I reached over, covering the hand that was cradling the gearshift. “None of those are things you’re ever going to have to thank me for. I’m here because I want to be with you, and even on your worst day, I’d still count myself as lucky.”

And that was it right there.

I was lucky.

Even though shit wasn’t perfect, I’d take a slice of imperfection with Presley than a guarantee of smooth sailing with someone else. There wasn’t a doubt in my mind that she was the woman I was going to marry, and if she wanted, have a couple of kids with.

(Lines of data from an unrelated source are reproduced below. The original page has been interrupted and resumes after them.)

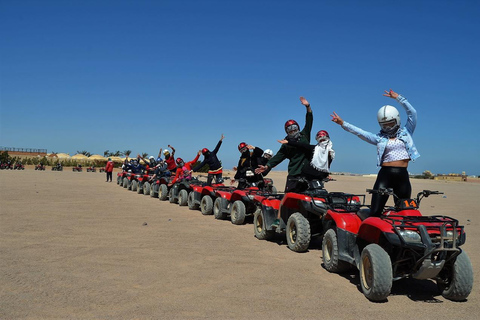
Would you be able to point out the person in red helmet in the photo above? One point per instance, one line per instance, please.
(215, 166)
(169, 159)
(321, 155)
(298, 157)
(247, 164)
(184, 170)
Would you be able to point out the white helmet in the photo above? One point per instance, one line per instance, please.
(268, 152)
(388, 118)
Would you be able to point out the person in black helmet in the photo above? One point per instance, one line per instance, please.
(215, 166)
(298, 158)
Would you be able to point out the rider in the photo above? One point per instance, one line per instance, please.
(321, 156)
(297, 159)
(247, 164)
(215, 166)
(170, 159)
(184, 170)
(395, 148)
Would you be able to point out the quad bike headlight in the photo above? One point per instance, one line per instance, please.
(410, 236)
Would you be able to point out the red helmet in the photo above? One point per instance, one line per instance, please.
(179, 162)
(242, 147)
(291, 123)
(321, 135)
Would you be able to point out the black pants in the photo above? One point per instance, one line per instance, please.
(390, 177)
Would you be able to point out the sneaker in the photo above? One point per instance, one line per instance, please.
(276, 223)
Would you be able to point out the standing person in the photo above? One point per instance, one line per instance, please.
(321, 156)
(247, 164)
(297, 158)
(109, 169)
(215, 167)
(395, 148)
(184, 170)
(170, 159)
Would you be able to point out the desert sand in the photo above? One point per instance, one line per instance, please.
(75, 247)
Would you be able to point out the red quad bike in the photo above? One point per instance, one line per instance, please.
(301, 214)
(202, 196)
(19, 166)
(159, 187)
(238, 203)
(400, 243)
(178, 193)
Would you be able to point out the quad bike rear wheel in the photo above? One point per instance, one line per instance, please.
(259, 226)
(146, 188)
(375, 273)
(191, 201)
(298, 232)
(206, 205)
(163, 192)
(330, 253)
(219, 206)
(183, 198)
(456, 279)
(237, 214)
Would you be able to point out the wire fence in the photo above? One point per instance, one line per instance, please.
(30, 150)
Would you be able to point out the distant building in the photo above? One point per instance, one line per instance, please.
(451, 177)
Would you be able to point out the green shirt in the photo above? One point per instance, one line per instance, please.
(298, 157)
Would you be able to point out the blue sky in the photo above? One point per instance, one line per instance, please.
(139, 75)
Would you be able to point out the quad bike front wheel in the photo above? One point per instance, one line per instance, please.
(219, 207)
(183, 198)
(163, 192)
(375, 273)
(146, 188)
(259, 226)
(456, 279)
(191, 201)
(298, 232)
(206, 205)
(238, 212)
(330, 253)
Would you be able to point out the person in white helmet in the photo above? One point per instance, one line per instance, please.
(395, 149)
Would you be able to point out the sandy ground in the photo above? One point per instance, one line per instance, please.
(75, 247)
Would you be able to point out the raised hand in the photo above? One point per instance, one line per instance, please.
(336, 118)
(391, 94)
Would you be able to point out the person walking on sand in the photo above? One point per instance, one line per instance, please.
(395, 149)
(109, 169)
(298, 157)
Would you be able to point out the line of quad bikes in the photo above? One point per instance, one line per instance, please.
(400, 243)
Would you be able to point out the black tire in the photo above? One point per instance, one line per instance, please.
(298, 232)
(218, 205)
(146, 188)
(206, 205)
(171, 199)
(237, 215)
(139, 188)
(330, 253)
(456, 279)
(191, 201)
(163, 192)
(183, 198)
(154, 190)
(375, 273)
(259, 226)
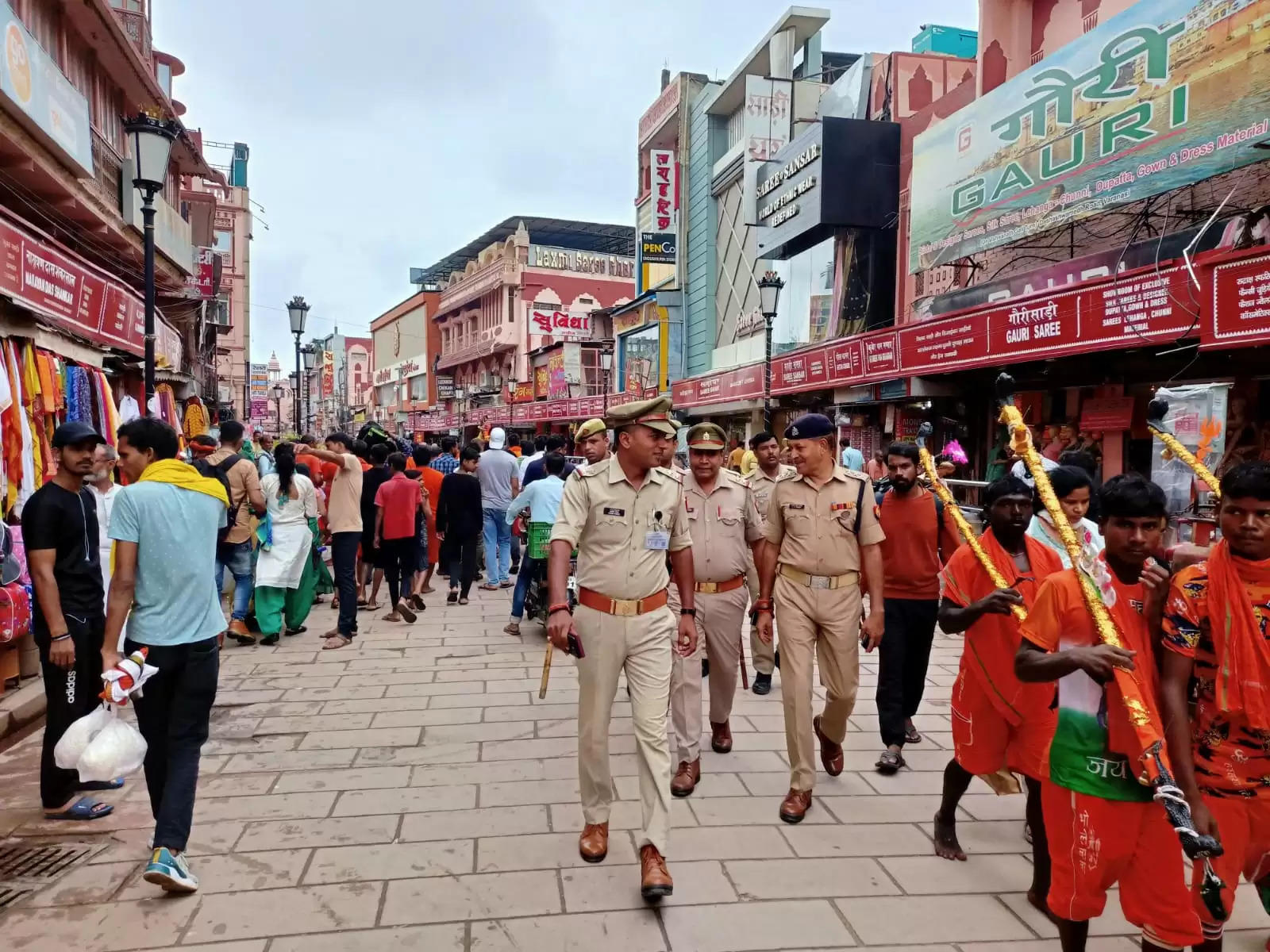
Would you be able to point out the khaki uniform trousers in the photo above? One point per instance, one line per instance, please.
(719, 621)
(762, 654)
(639, 645)
(816, 625)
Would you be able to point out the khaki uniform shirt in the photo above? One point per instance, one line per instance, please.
(816, 527)
(762, 486)
(723, 524)
(609, 520)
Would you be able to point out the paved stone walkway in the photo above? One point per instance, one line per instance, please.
(413, 793)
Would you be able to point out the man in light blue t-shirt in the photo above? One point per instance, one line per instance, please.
(164, 526)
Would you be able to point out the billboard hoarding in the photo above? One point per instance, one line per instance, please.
(1165, 94)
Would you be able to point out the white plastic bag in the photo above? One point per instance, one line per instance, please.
(76, 738)
(117, 750)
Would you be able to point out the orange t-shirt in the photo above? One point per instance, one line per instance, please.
(992, 643)
(911, 551)
(1231, 757)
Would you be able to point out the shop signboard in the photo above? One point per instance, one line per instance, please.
(1161, 95)
(328, 374)
(1137, 309)
(258, 391)
(723, 387)
(563, 323)
(1240, 310)
(658, 247)
(666, 188)
(35, 86)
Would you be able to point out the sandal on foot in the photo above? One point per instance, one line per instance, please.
(83, 809)
(102, 785)
(889, 762)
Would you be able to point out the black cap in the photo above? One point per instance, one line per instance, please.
(75, 432)
(810, 427)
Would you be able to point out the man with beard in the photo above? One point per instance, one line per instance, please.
(822, 528)
(1214, 628)
(1100, 822)
(920, 539)
(999, 723)
(724, 526)
(60, 531)
(762, 482)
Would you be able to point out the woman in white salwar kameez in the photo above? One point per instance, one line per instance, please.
(286, 549)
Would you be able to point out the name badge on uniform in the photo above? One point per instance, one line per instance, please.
(657, 539)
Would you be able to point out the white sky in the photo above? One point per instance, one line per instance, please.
(387, 133)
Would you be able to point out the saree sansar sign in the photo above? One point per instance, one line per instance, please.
(1165, 94)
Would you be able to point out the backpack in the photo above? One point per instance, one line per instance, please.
(220, 473)
(939, 520)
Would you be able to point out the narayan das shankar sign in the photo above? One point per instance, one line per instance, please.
(1162, 95)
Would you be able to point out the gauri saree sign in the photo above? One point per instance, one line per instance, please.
(1165, 94)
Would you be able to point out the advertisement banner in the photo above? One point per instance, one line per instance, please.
(666, 190)
(328, 374)
(35, 84)
(1162, 95)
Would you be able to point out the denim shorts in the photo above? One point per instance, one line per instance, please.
(237, 556)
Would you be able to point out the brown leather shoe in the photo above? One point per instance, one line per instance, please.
(656, 881)
(831, 753)
(721, 738)
(686, 777)
(795, 805)
(239, 632)
(594, 842)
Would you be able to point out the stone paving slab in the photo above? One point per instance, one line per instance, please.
(413, 793)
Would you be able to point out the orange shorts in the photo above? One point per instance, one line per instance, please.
(984, 742)
(1096, 843)
(1244, 827)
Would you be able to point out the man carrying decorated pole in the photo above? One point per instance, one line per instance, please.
(999, 721)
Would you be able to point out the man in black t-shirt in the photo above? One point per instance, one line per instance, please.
(60, 531)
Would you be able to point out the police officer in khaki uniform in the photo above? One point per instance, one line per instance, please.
(724, 526)
(762, 482)
(625, 516)
(822, 524)
(592, 441)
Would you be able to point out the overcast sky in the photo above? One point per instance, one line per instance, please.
(387, 133)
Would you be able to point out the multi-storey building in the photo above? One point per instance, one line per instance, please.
(524, 321)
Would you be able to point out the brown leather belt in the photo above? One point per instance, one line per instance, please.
(821, 582)
(715, 588)
(622, 607)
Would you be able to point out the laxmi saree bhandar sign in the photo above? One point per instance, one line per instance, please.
(1165, 94)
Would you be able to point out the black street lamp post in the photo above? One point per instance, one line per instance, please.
(150, 143)
(298, 311)
(768, 295)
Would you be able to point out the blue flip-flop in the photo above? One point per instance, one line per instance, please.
(102, 785)
(83, 809)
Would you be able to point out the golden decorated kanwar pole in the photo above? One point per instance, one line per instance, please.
(1143, 720)
(1156, 413)
(952, 509)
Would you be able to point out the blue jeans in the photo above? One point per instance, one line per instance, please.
(237, 556)
(498, 546)
(529, 569)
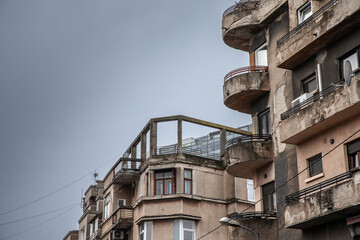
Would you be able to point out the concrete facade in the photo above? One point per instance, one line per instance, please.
(306, 49)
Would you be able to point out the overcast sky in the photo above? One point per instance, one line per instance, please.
(79, 79)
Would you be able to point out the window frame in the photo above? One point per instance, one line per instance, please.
(145, 230)
(269, 197)
(261, 48)
(265, 113)
(353, 154)
(179, 229)
(190, 180)
(107, 206)
(342, 59)
(301, 10)
(309, 161)
(163, 180)
(310, 78)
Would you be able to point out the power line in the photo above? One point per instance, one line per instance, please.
(36, 226)
(286, 182)
(42, 214)
(53, 192)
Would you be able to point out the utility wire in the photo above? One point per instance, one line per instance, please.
(53, 192)
(36, 226)
(42, 214)
(286, 182)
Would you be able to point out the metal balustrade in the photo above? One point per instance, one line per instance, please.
(297, 108)
(243, 70)
(287, 36)
(242, 4)
(255, 214)
(318, 187)
(250, 138)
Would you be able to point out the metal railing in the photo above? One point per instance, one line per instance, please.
(127, 166)
(287, 36)
(243, 70)
(255, 214)
(242, 4)
(318, 187)
(316, 96)
(250, 138)
(190, 150)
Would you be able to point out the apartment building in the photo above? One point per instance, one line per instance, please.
(90, 221)
(302, 90)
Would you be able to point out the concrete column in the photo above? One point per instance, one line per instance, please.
(222, 141)
(153, 138)
(143, 146)
(180, 136)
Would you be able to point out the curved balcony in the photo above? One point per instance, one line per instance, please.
(246, 154)
(245, 85)
(239, 24)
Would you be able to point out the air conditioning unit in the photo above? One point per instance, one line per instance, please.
(118, 235)
(300, 99)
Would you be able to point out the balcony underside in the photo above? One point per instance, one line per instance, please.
(321, 115)
(242, 90)
(245, 158)
(317, 33)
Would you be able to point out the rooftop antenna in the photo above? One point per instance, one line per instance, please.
(95, 176)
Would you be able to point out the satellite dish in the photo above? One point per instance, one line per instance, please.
(348, 74)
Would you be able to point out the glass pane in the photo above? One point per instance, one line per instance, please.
(187, 187)
(188, 235)
(159, 187)
(159, 175)
(188, 224)
(168, 187)
(187, 174)
(167, 175)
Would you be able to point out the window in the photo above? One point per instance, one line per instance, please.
(261, 55)
(348, 64)
(264, 123)
(184, 229)
(353, 149)
(122, 202)
(304, 12)
(188, 181)
(82, 234)
(315, 165)
(250, 190)
(107, 206)
(145, 230)
(165, 182)
(269, 201)
(309, 84)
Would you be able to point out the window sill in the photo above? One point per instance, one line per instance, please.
(320, 175)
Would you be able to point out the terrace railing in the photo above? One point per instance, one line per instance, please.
(297, 108)
(255, 214)
(287, 36)
(242, 4)
(250, 138)
(318, 187)
(243, 70)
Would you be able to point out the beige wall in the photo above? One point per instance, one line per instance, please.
(336, 162)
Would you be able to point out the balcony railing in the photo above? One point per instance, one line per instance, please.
(282, 40)
(242, 4)
(243, 70)
(255, 214)
(318, 187)
(190, 150)
(250, 138)
(327, 91)
(95, 234)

Yeah, lucky was an understatement.

 

 

Presley

 

I HAD A lot of anger.

Confusion, hurt, and guilt as well, but anger was by far the worst. And most of all, I was angry at myself. Angry I couldn’t snap out of it. Angry I couldn’t stop replaying the possibilities in my head—of Hayden being hurt or something worse happening—and angry that I should’ve known better.

And I didn’t wake up one day and suddenly the anger was gone. There were days I was better at handling it—along with all the other emotions—and then something would just set me off and I’d snap. Like my mother suggesting I move back home.

I understood why, and intellectually I knew storming off was an overreaction. But I couldn’t make myself stop. It was like the part of me that had always been rational had taken a vacation, and what I was left with was a ticking timebomb I never knew when it was going to explode.

Jared had been amazing. Asking me to drive his car home had meant more than I could ever put into words. Apart from the obvious, where it was just a fun thing to do, and letting me drive Elena before Tibbs. I was going to totally rub salt in that wound. But it made me feel like he was literally putting me in the driver’s seat. He wasn’t trying to fix me or solve my problems, sitting beside me as I got there on my own.

There was no talk about me going back to see my parents and apologizing. Or even telling me that they were only doing it because they loved me. He didn’t talk about it at all, instead just holding me and telling me it was okay.